Berlin (taz) - Der nordrhein-westfälische Wirtschaftsminister und Chef der atomrechtlichen Aufsichtsbehörde des Landes, Reimut Jochimsen, „empfindet sich nicht mehr als Mitglied des Beirats der Preussen Elektra“. Das erklärte gestern der persönliche Referent des Ministers, Thilo Schelling, gegenüber der taz. Jochimsen habe seine Absicht, aus dem Gremium auszuscheiden, im Mai in einem Gespräch dem Beiratsvorsitzenden und Veba-Chef Rudolf von Bennigsen-Foerder mitgeteilt. Die Preussen Elektra ist eine 100prozentige Veba-Tochter. In der ersten Reaktion des Ministeriums auf einen taz-Bericht hieß es am vergangenen Freitag noch, Jochimsen habe im Mai „verbindlich erklärt, er wolle“ aus seinem Engagement beim Betreiber des ostwestfälischen AKW Würgassen „wieder ausscheiden“. Bei Preussen Elektra in Hannover war zunächst nicht zu ermitteln, ob Jochimsen dem Beirat tatsächlich nicht mehr angehört. Er habe jedoch angeboten, in der Düsseldorfer Landesregierung Ausschau nach einem Nachfolger zu halten, sagte Konzernsprecher Rühland.

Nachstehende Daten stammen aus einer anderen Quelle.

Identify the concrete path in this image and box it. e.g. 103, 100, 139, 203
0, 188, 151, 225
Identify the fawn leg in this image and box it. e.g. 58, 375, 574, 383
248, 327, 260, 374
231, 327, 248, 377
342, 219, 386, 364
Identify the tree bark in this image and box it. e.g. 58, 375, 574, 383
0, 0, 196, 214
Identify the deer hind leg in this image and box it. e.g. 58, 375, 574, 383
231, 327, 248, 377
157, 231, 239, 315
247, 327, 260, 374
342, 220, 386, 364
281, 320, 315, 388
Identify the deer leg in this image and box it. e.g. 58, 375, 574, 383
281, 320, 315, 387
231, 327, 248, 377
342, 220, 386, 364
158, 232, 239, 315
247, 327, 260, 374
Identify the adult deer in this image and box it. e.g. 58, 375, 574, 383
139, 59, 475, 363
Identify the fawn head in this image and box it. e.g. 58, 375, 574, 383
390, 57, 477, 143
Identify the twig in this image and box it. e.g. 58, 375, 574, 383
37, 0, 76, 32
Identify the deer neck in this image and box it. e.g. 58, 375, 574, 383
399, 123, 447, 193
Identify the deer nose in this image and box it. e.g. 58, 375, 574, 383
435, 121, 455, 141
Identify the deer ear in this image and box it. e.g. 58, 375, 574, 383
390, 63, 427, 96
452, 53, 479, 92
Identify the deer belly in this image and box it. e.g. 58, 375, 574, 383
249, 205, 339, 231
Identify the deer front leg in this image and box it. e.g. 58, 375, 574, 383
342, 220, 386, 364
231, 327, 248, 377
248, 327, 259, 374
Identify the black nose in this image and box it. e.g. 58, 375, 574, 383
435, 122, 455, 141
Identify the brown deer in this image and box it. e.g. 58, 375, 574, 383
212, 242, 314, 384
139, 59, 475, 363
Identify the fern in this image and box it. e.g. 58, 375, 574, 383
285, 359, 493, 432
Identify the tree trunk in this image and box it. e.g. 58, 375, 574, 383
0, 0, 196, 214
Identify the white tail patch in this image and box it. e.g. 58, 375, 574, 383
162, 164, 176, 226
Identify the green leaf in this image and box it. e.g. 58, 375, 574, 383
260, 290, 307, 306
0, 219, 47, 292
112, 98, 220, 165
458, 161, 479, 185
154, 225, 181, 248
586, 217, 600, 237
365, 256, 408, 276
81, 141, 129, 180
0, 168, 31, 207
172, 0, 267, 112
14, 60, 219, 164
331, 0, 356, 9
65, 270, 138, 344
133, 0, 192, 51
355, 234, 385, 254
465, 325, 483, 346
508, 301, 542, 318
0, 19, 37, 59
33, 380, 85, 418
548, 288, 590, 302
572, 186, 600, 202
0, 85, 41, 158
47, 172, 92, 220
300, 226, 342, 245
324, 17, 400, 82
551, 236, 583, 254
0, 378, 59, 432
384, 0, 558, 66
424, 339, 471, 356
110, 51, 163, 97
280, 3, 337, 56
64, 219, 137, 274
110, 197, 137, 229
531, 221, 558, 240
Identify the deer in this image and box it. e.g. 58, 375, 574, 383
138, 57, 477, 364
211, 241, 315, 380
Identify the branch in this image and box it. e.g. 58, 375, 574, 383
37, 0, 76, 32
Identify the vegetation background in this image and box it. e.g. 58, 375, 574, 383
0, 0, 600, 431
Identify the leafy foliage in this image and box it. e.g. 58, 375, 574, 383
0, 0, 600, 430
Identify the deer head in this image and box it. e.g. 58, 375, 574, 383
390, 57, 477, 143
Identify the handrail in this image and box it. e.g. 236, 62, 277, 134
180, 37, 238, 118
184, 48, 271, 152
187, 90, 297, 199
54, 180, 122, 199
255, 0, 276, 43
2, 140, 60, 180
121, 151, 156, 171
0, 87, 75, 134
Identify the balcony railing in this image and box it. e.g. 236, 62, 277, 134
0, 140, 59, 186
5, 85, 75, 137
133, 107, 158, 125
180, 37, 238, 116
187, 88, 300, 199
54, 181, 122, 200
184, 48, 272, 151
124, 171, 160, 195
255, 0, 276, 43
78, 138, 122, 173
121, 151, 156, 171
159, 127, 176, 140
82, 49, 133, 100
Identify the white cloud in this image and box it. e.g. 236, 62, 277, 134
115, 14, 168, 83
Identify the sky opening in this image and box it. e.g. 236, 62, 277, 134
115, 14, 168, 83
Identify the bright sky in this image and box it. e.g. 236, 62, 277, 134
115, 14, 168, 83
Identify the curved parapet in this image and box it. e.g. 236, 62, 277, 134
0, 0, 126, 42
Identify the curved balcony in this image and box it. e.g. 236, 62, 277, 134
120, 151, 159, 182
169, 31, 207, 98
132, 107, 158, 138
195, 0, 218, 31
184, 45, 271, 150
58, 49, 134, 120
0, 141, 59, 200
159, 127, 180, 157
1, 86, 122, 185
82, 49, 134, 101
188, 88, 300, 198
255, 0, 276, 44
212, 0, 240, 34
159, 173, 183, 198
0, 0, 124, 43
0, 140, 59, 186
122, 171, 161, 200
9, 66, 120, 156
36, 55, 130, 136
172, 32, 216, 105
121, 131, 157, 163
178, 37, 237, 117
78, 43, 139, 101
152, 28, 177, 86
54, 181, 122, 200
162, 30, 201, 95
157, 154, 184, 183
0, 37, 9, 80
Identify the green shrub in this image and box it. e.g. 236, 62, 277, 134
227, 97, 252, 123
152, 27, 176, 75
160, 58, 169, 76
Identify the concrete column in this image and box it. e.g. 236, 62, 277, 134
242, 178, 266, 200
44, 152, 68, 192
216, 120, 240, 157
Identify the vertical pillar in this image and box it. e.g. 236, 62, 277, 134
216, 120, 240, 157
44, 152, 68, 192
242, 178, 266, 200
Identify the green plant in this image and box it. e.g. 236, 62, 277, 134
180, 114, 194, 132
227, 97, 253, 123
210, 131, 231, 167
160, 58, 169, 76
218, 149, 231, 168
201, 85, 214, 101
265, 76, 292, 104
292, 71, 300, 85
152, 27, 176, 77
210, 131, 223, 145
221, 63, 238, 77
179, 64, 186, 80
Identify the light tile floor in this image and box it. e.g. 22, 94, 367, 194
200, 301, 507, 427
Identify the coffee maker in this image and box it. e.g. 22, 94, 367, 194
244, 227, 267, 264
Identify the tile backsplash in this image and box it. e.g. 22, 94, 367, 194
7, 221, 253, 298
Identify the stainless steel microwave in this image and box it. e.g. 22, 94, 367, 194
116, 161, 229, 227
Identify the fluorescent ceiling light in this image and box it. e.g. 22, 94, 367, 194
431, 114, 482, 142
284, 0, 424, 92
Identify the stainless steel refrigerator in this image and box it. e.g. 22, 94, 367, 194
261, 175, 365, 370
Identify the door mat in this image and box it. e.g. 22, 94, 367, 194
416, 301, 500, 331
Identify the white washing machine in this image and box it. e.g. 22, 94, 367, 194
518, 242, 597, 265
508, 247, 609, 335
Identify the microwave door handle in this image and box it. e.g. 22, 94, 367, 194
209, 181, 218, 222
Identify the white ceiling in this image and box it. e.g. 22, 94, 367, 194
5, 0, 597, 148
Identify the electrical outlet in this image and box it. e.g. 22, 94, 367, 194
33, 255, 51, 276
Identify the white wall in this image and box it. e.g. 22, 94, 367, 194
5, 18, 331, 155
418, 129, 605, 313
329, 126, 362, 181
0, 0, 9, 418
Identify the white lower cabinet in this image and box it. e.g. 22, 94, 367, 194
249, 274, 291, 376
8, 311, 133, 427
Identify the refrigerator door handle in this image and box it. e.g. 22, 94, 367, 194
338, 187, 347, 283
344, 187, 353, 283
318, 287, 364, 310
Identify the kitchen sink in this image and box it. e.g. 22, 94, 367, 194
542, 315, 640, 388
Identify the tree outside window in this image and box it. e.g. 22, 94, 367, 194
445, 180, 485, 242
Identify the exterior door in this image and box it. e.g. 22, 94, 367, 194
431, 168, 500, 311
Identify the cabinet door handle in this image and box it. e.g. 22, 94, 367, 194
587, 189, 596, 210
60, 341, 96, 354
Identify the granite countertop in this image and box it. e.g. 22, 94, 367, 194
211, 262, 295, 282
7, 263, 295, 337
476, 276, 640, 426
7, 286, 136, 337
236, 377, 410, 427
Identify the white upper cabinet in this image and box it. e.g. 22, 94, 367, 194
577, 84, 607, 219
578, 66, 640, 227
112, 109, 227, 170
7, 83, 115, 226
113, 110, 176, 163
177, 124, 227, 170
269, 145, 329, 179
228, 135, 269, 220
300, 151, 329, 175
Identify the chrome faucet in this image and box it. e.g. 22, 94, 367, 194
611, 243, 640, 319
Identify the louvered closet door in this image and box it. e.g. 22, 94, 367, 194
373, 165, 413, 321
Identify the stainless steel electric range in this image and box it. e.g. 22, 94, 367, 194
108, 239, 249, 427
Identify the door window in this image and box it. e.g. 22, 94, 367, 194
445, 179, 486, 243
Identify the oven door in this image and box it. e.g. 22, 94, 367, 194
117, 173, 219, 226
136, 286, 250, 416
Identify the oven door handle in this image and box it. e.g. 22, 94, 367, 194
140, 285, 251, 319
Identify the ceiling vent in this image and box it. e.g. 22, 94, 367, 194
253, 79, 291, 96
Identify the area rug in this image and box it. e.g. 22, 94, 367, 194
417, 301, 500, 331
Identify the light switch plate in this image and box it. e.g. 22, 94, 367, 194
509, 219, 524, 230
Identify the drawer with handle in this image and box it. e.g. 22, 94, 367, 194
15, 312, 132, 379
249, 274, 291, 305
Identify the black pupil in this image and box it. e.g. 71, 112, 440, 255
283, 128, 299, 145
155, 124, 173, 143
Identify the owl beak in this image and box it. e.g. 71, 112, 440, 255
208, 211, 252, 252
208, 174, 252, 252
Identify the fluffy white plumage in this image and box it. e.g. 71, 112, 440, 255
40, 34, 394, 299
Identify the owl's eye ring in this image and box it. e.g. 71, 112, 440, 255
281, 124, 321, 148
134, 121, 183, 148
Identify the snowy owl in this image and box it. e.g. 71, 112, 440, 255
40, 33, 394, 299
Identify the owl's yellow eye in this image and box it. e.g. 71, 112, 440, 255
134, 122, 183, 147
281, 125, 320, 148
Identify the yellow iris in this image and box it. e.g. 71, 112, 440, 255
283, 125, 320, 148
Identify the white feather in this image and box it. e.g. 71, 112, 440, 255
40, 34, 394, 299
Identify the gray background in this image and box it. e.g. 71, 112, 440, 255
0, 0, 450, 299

Auslöser für den Ausstiegswunsch Jochimsens nach nur einjähriger Beiratszugehörigkeit bei Preussen Elektra war nach den Worten Schellings die Befürchtung, daß die Verquickung „zu Spekulationen Anlaß geben“ könnte. Schelling wies außerdem darauf hin, daß auch der niedersächsische und der schleswig-holsteinische Amtskollege Jochimsens, Walter Hirche (CDU), und Franz Froschmaier (SPD) dem Preussen -Elektra-Beirat angehören. Beide führen jedoch im Gegensatz zu dem Düsseldorfer Minister nicht die Aufsicht über die Preussen-Elektra-AKWs in ihren Ländern.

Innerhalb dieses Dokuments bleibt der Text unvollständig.